[SPARK-57748][SQL] Use a dedicated tree-pattern bit for the TIME to TIMESTAMP cast rewrite in ComputeCurrentTime#56888
Conversation
|
@MaxGekk thanks for the detailed writeup on the JIRA. One deliberate deviation from the proposed shape worth flagging: the JIRA framed the bit as the TIMESTAMP_NTZ family (CAST_TO_TIMESTAMP_NTZ), but ComputeCurrentTime also rewrites TIME -> TIMESTAMP_LTZ casts (Cast.isTimeToTimestampLTZ), and a standalone CAST(TIME '10:00' AS TIMESTAMP) does not co-occur with a CURRENT_LIKE node. With an NTZ-only bit, narrowing the predicate from the broad CAST would stop reaching those LTZ casts and regress them. So I keyed the bit on any timestamp target type and named it CAST_TO_TIMESTAMP; the node-level isTimeToTimestamp{NTZ,LTZ} guards are unchanged. Happy to rename or split NTZ/LTZ if you prefer a different shape. |
…TAMP cast rewrites in ComputeCurrentTime Replaces the broad CAST pruning predicate in ComputeCurrentTime with a dedicated CAST_TO_TIMESTAMP tree-pattern bit set on Cast nodes targeting any timestamp type (NTZ or LTZ family).
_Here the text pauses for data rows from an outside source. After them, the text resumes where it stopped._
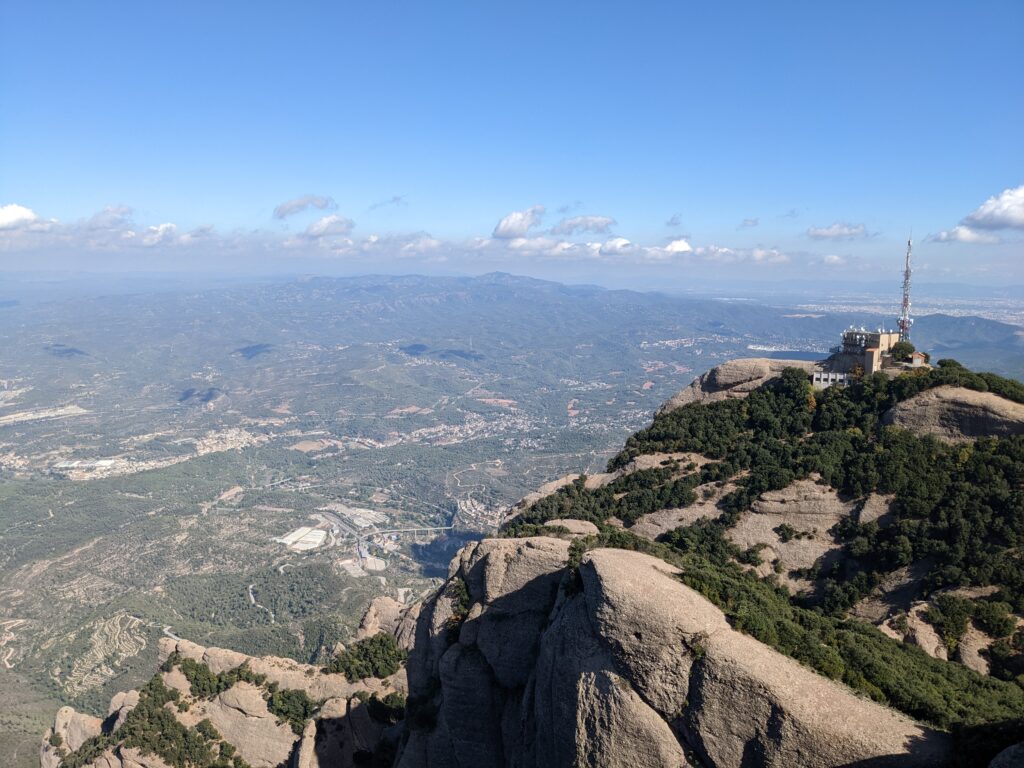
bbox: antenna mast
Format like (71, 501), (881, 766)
(899, 240), (913, 341)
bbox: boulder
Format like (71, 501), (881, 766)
(106, 690), (138, 731)
(52, 707), (103, 751)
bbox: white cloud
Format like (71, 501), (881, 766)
(961, 184), (1024, 229)
(273, 195), (338, 219)
(0, 203), (39, 229)
(303, 215), (355, 240)
(665, 238), (693, 253)
(142, 221), (178, 246)
(751, 248), (790, 264)
(928, 224), (999, 245)
(85, 206), (132, 229)
(807, 221), (867, 240)
(494, 206), (544, 240)
(600, 238), (637, 256)
(551, 216), (616, 234)
(693, 245), (792, 266)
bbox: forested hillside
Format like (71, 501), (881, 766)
(507, 360), (1024, 753)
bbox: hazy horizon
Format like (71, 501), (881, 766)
(0, 2), (1024, 284)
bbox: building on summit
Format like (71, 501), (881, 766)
(811, 241), (928, 389)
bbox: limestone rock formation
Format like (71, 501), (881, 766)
(355, 596), (421, 650)
(885, 386), (1024, 442)
(988, 741), (1024, 768)
(398, 538), (949, 768)
(39, 707), (102, 768)
(660, 357), (819, 414)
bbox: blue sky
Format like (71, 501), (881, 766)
(0, 0), (1024, 287)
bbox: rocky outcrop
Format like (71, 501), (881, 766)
(39, 707), (102, 768)
(659, 357), (819, 414)
(160, 637), (406, 700)
(544, 518), (598, 537)
(398, 538), (948, 768)
(355, 596), (421, 650)
(178, 682), (296, 768)
(885, 387), (1024, 442)
(988, 741), (1024, 768)
(46, 622), (409, 768)
(726, 476), (857, 592)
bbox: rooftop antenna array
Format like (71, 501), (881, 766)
(898, 240), (913, 341)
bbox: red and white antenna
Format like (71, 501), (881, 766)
(898, 240), (913, 341)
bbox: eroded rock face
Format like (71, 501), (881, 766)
(988, 741), (1024, 768)
(39, 707), (102, 768)
(398, 538), (948, 768)
(355, 597), (421, 650)
(884, 387), (1024, 442)
(659, 357), (818, 414)
(185, 682), (297, 768)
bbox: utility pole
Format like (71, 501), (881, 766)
(899, 240), (913, 341)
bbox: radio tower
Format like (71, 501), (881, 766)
(899, 240), (913, 341)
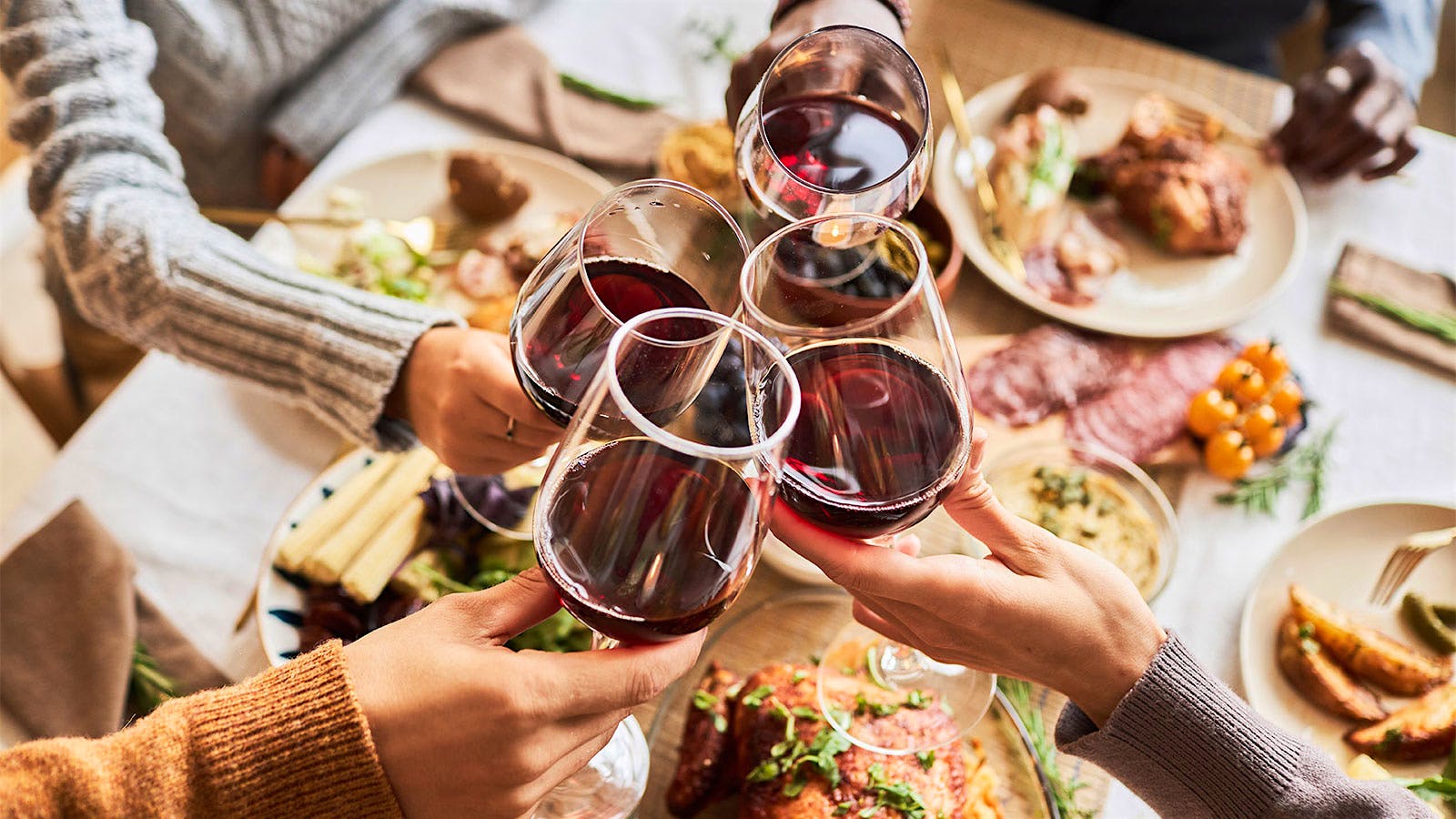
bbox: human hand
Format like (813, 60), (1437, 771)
(384, 327), (562, 475)
(1271, 42), (1417, 182)
(723, 0), (905, 128)
(774, 430), (1168, 724)
(344, 569), (703, 817)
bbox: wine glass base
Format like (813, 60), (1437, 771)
(531, 717), (651, 819)
(818, 622), (996, 756)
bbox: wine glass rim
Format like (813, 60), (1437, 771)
(602, 308), (799, 460)
(738, 211), (935, 339)
(754, 24), (930, 196)
(575, 177), (748, 327)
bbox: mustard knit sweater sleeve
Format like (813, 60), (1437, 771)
(0, 642), (400, 816)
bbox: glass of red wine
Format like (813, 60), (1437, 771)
(451, 179), (748, 540)
(740, 214), (995, 753)
(733, 26), (930, 228)
(534, 308), (799, 645)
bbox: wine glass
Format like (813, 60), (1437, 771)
(534, 308), (799, 816)
(451, 179), (748, 540)
(741, 213), (995, 753)
(733, 25), (930, 228)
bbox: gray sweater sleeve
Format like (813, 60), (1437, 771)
(0, 0), (459, 448)
(1057, 635), (1431, 819)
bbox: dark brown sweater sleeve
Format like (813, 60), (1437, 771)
(1057, 634), (1431, 819)
(0, 642), (400, 817)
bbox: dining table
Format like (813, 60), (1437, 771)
(0, 0), (1456, 817)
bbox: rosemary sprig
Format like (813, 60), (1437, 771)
(1330, 281), (1456, 344)
(996, 676), (1097, 819)
(126, 640), (177, 717)
(561, 71), (662, 111)
(1214, 421), (1340, 521)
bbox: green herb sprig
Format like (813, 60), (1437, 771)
(996, 676), (1097, 819)
(1214, 421), (1340, 521)
(1330, 281), (1456, 344)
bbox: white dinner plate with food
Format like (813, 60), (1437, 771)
(932, 68), (1308, 339)
(255, 137), (612, 331)
(1239, 502), (1456, 777)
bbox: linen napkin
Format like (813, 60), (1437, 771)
(1330, 245), (1456, 378)
(412, 26), (677, 172)
(0, 501), (228, 737)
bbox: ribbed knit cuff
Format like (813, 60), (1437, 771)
(191, 640), (400, 817)
(1057, 632), (1305, 816)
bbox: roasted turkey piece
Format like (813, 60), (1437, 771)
(667, 663), (999, 819)
(1087, 95), (1249, 255)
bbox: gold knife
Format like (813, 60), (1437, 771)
(936, 42), (1026, 281)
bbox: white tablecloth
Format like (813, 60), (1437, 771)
(0, 0), (1456, 816)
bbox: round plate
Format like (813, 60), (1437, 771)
(255, 137), (612, 313)
(1239, 502), (1456, 775)
(253, 449), (374, 666)
(639, 591), (1059, 819)
(932, 68), (1308, 339)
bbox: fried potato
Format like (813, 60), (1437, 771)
(1289, 584), (1451, 696)
(1345, 683), (1456, 761)
(1279, 615), (1386, 723)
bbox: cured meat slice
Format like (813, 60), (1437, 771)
(966, 324), (1131, 427)
(1066, 337), (1236, 462)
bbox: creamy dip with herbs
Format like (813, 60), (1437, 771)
(995, 465), (1162, 598)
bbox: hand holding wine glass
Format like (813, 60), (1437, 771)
(774, 430), (1167, 724)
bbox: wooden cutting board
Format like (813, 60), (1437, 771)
(956, 334), (1199, 466)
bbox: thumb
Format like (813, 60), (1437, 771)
(435, 565), (561, 644)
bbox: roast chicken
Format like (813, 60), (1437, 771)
(667, 663), (1002, 819)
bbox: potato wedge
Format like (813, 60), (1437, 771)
(1289, 584), (1451, 696)
(1345, 683), (1456, 761)
(1279, 615), (1386, 723)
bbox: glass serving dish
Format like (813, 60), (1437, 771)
(636, 589), (1060, 819)
(986, 440), (1178, 603)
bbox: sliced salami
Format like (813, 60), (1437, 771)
(1066, 337), (1236, 462)
(966, 324), (1131, 427)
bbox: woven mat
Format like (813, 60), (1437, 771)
(908, 0), (1281, 128)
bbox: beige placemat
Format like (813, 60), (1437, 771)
(908, 0), (1281, 128)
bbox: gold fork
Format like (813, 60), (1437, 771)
(1370, 526), (1456, 606)
(1168, 99), (1267, 150)
(201, 207), (480, 255)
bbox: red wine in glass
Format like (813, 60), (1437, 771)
(511, 257), (712, 427)
(537, 439), (757, 642)
(763, 95), (920, 192)
(759, 339), (968, 538)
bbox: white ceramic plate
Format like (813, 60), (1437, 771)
(932, 68), (1308, 339)
(253, 449), (374, 666)
(255, 137), (612, 318)
(1239, 502), (1456, 775)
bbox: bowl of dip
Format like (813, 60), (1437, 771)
(986, 441), (1178, 603)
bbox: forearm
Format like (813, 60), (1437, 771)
(1057, 635), (1429, 819)
(1325, 0), (1441, 99)
(0, 0), (457, 446)
(0, 642), (399, 817)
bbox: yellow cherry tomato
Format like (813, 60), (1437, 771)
(1249, 424), (1289, 458)
(1269, 379), (1305, 424)
(1203, 430), (1254, 480)
(1238, 404), (1279, 440)
(1188, 389), (1239, 439)
(1239, 339), (1289, 383)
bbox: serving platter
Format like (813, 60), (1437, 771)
(638, 591), (1079, 819)
(1239, 502), (1456, 777)
(932, 68), (1309, 339)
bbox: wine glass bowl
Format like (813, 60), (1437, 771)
(733, 25), (930, 220)
(534, 309), (799, 642)
(510, 179), (748, 427)
(740, 214), (970, 540)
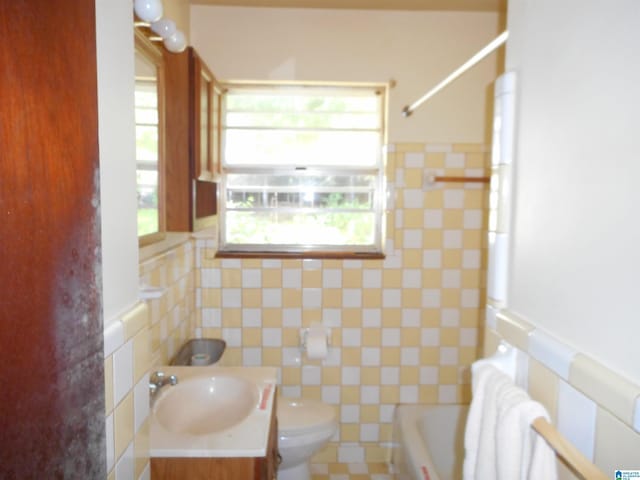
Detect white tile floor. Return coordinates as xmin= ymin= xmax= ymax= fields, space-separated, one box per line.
xmin=311 ymin=463 xmax=393 ymax=480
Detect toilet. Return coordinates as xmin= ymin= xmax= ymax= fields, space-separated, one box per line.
xmin=277 ymin=397 xmax=338 ymax=480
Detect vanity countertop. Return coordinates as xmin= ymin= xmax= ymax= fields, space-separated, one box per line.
xmin=149 ymin=365 xmax=277 ymax=457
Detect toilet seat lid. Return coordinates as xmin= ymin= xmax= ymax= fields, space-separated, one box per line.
xmin=277 ymin=397 xmax=336 ymax=435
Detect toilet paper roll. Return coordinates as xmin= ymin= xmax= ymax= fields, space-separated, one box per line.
xmin=191 ymin=353 xmax=211 ymax=366
xmin=307 ymin=327 xmax=327 ymax=360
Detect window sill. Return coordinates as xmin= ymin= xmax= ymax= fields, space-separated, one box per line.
xmin=216 ymin=250 xmax=385 ymax=260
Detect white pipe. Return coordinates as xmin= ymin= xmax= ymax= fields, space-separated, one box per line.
xmin=402 ymin=30 xmax=509 ymax=117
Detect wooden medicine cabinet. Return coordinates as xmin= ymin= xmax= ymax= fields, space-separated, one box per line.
xmin=164 ymin=47 xmax=222 ymax=232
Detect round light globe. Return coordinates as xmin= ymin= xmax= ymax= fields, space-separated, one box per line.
xmin=133 ymin=0 xmax=162 ymax=23
xmin=151 ymin=18 xmax=176 ymax=38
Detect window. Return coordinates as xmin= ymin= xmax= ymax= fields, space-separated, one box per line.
xmin=135 ymin=32 xmax=164 ymax=245
xmin=220 ymin=84 xmax=386 ymax=256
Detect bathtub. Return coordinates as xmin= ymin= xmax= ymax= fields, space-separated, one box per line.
xmin=391 ymin=405 xmax=469 ymax=480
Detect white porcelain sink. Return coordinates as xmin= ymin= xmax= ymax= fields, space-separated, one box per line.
xmin=153 ymin=375 xmax=260 ymax=435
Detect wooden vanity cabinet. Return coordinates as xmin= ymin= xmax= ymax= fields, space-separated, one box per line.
xmin=151 ymin=394 xmax=280 ymax=480
xmin=164 ymin=47 xmax=222 ymax=232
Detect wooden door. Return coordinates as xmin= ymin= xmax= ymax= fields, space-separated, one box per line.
xmin=0 ymin=0 xmax=106 ymax=479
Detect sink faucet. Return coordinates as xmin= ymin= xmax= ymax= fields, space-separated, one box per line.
xmin=149 ymin=371 xmax=178 ymax=398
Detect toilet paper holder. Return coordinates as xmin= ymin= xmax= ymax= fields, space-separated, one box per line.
xmin=300 ymin=325 xmax=331 ymax=352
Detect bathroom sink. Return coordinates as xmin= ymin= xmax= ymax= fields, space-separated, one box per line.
xmin=170 ymin=338 xmax=227 ymax=366
xmin=152 ymin=375 xmax=260 ymax=435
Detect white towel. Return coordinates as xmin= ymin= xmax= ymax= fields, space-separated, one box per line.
xmin=463 ymin=361 xmax=557 ymax=480
xmin=495 ymin=385 xmax=557 ymax=480
xmin=462 ymin=363 xmax=511 ymax=480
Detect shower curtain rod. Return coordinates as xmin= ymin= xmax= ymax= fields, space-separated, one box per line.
xmin=402 ymin=30 xmax=509 ymax=117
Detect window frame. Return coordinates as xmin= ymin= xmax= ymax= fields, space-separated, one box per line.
xmin=134 ymin=29 xmax=166 ymax=247
xmin=216 ymin=81 xmax=389 ymax=259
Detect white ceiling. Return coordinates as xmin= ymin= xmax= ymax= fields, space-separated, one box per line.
xmin=189 ymin=0 xmax=507 ymax=12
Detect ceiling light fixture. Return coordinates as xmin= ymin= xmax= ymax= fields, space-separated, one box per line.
xmin=133 ymin=0 xmax=187 ymax=53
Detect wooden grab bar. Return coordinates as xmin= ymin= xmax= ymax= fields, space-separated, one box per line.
xmin=430 ymin=177 xmax=491 ymax=183
xmin=531 ymin=417 xmax=609 ymax=480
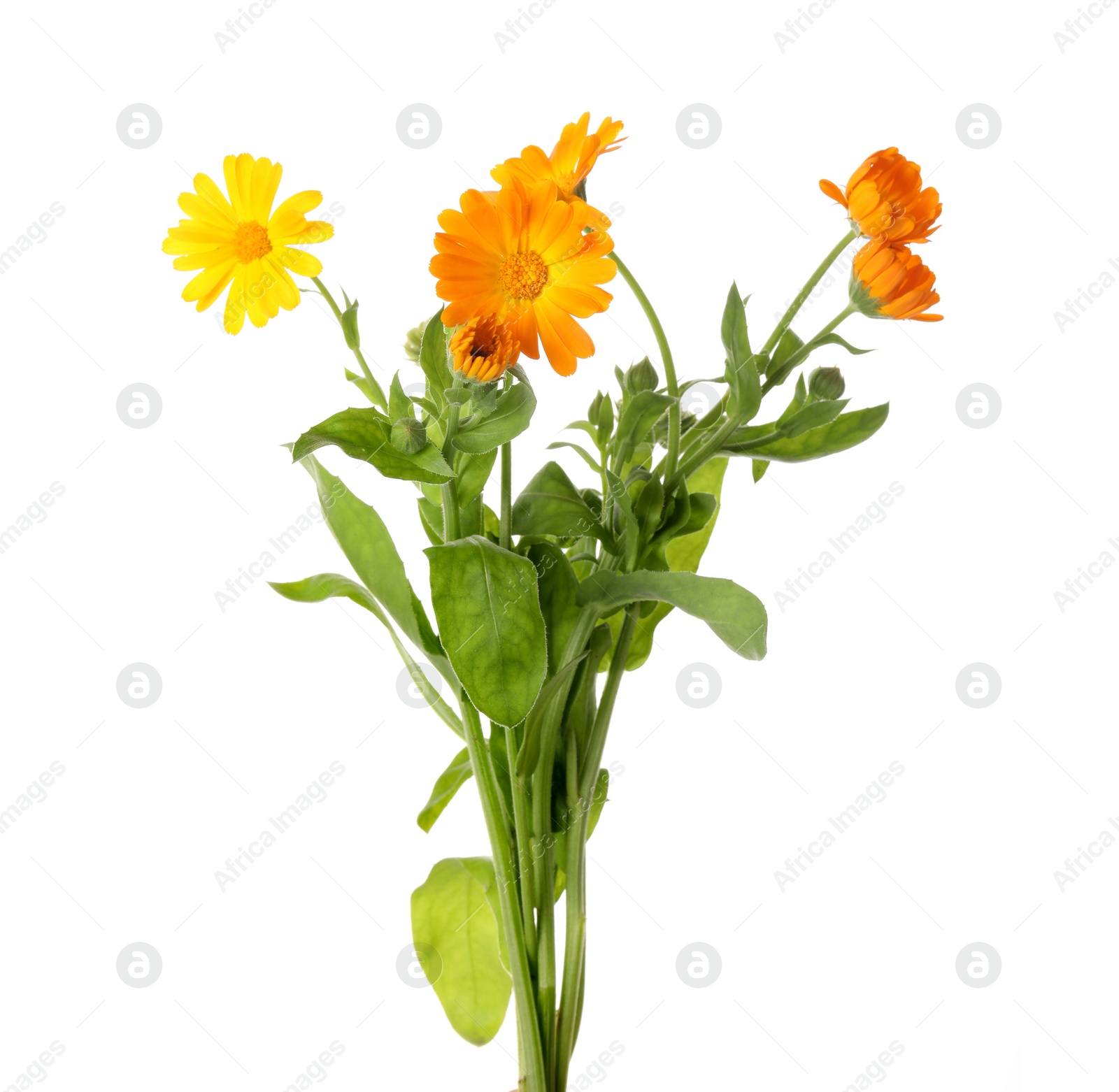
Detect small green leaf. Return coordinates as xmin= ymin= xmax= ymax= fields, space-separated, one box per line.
xmin=513 ymin=462 xmax=602 ymax=538
xmin=723 ymin=403 xmax=890 ymax=462
xmin=292 ymin=406 xmax=455 ymax=484
xmin=455 ymin=382 xmax=536 ymax=454
xmin=424 ymin=535 xmax=547 ymax=724
xmin=412 ymin=857 xmax=513 ymax=1046
xmin=578 ymin=570 xmax=767 ymax=660
xmin=416 ymin=747 xmax=473 ymax=831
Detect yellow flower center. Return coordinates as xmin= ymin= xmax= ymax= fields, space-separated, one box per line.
xmin=233 ymin=220 xmax=272 ymax=265
xmin=500 ymin=250 xmax=548 ymax=300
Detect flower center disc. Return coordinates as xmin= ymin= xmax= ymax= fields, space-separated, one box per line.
xmin=233 ymin=220 xmax=272 ymax=265
xmin=500 ymin=250 xmax=548 ymax=300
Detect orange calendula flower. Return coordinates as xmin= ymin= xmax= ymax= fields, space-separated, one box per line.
xmin=429 ymin=180 xmax=618 ymax=375
xmin=820 ymin=148 xmax=941 ymax=243
xmin=164 ymin=155 xmax=334 ymax=333
xmin=449 ymin=315 xmax=520 ymax=382
xmin=850 ymin=242 xmax=943 ymax=322
xmin=490 ymin=113 xmax=625 ymax=231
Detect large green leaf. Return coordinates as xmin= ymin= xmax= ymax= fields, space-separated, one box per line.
xmin=424 ymin=535 xmax=547 ymax=724
xmin=723 ymin=403 xmax=890 ymax=462
xmin=416 ymin=747 xmax=473 ymax=831
xmin=513 ymin=462 xmax=602 ymax=538
xmin=602 ymin=455 xmax=729 ymax=671
xmin=304 ymin=455 xmax=455 ymax=684
xmin=455 ymin=382 xmax=536 ymax=454
xmin=578 ymin=570 xmax=767 ymax=660
xmin=412 ymin=857 xmax=513 ymax=1046
xmin=292 ymin=406 xmax=455 ymax=484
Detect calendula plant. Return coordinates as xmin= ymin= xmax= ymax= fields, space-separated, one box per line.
xmin=164 ymin=128 xmax=940 ymax=1092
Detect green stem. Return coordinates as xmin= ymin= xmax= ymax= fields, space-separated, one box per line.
xmin=311 ymin=276 xmax=388 ymax=410
xmin=440 ymin=396 xmax=461 ymax=543
xmin=461 ymin=693 xmax=548 ymax=1092
xmin=610 ymin=250 xmax=680 ymax=477
xmin=555 ymin=603 xmax=640 ymax=1089
xmin=500 ymin=441 xmax=513 ymax=549
xmin=761 ymin=229 xmax=858 ymax=356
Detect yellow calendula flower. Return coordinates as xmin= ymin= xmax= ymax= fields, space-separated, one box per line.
xmin=490 ymin=113 xmax=625 ymax=231
xmin=164 ymin=153 xmax=334 ymax=333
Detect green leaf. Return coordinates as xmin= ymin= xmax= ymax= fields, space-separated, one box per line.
xmin=424 ymin=535 xmax=547 ymax=724
xmin=345 ymin=368 xmax=387 ymax=410
xmin=455 ymin=447 xmax=497 ymax=508
xmin=513 ymin=462 xmax=602 ymax=538
xmin=270 ymin=573 xmax=464 ymax=738
xmin=578 ymin=570 xmax=767 ymax=660
xmin=420 ymin=308 xmax=451 ymax=406
xmin=292 ymin=406 xmax=455 ymax=484
xmin=723 ymin=403 xmax=890 ymax=462
xmin=453 ymin=382 xmax=536 ymax=454
xmin=412 ymin=859 xmax=513 ymax=1046
xmin=517 ymin=652 xmax=586 ymax=777
xmin=304 ymin=455 xmax=455 ymax=671
xmin=416 ymin=747 xmax=473 ymax=831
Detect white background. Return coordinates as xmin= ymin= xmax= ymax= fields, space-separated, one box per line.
xmin=0 ymin=0 xmax=1119 ymax=1092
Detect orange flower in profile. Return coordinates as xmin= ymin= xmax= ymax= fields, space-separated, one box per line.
xmin=490 ymin=113 xmax=625 ymax=231
xmin=850 ymin=242 xmax=943 ymax=322
xmin=820 ymin=148 xmax=941 ymax=243
xmin=449 ymin=315 xmax=520 ymax=382
xmin=429 ymin=179 xmax=618 ymax=375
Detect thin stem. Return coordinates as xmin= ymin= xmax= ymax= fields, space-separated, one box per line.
xmin=500 ymin=441 xmax=513 ymax=549
xmin=311 ymin=276 xmax=388 ymax=408
xmin=460 ymin=693 xmax=548 ymax=1092
xmin=610 ymin=250 xmax=680 ymax=477
xmin=761 ymin=229 xmax=858 ymax=356
xmin=441 ymin=396 xmax=461 ymax=543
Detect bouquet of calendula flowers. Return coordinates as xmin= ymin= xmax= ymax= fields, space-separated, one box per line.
xmin=164 ymin=121 xmax=941 ymax=1092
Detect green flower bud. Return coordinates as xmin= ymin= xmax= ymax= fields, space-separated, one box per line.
xmin=403 ymin=317 xmax=427 ymax=364
xmin=390 ymin=417 xmax=427 ymax=455
xmin=808 ymin=368 xmax=847 ymax=399
xmin=625 ymin=357 xmax=660 ymax=394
The rule now only descends into plans containing a TIME->TIMESTAMP cast; node-level isTimeToTimestampNTZ/isTimeToTimestampLTZ guards keep rewrite semantics unchanged.
81937d0 to
d732fb5
Compare
MaxGekk
left a comment
There was a problem hiding this comment.
0 blocking, 1 non-blocking, 0 nits.
Correct, well-tested, strictly-better pruning optimization — the narrowed predicate is exactly equivalent for the rule's output, and it's the target-keyed dedicated pattern that SPARK-57618's review concluded was the safe way to do this.
Suggestions (1)
Cast.scala:693: add a comment linking theCAST_TO_TIMESTAMPtarget set to theisTimeToTimestamp{NTZ,LTZ}guards (and recording why the key must stay the target type) to prevent future drift — see inline.
Verification
- Pruning equivalence:
CAST_TO_TIMESTAMPis set on exactly the 4 timestamp target types the twoisTimeToTimestamp{NTZ,LTZ}guards accept, so everyCastthe rule rewrites is still reached; the old broadCASTonly added traversal the rule ignored. Target-only ⇒ superset on the source axis (no missed rewrite).final override+ standard upward bit propagation. - Safe against the eager-construction hazard: the match keys on the constructor-provided target
dataType, never onchild.dataType— node patterns are computed at construction before the child is resolved, where readingchild.dataTypethrows (theOuterReference/CREATE FUNCTION ... RETURNS TABLEbreak removed in51136ecb5e2). This is exactly the "only the always-available target type is a safe key" conclusion from the SPARK-57618 review, so this dedicated target-keyed bit is the sanctioned follow-up to the broadCASTpredicate. - The
SPARK-57748: TIME->TIMESTAMP cast is rewritten even with no CURRENT_LIKE nodetest directly covers the regression the narrowing risked.
|
|
||
| final override def nodePatternsInternal(): Seq[TreePattern] = Seq(CAST) | ||
| final override def nodePatternsInternal(): Seq[TreePattern] = dataType match { | ||
| case _: TimestampNTZType | _: TimestampNTZNanosType | |
There was a problem hiding this comment.
Non-blocking (maintainability): CAST_TO_TIMESTAMP must stay set on a superset of the targets that Cast.isTimeToTimestampNTZ / isTimeToTimestampLTZ accept — otherwise ComputeCurrentTime silently stops reaching a rewrite it should perform (a CURRENT_DATE-derived TIME->TIMESTAMP left un-stabilized), and no current test would catch the drift since they're two independent match lists. Consider a short comment here cross-referencing those guards (and the rule).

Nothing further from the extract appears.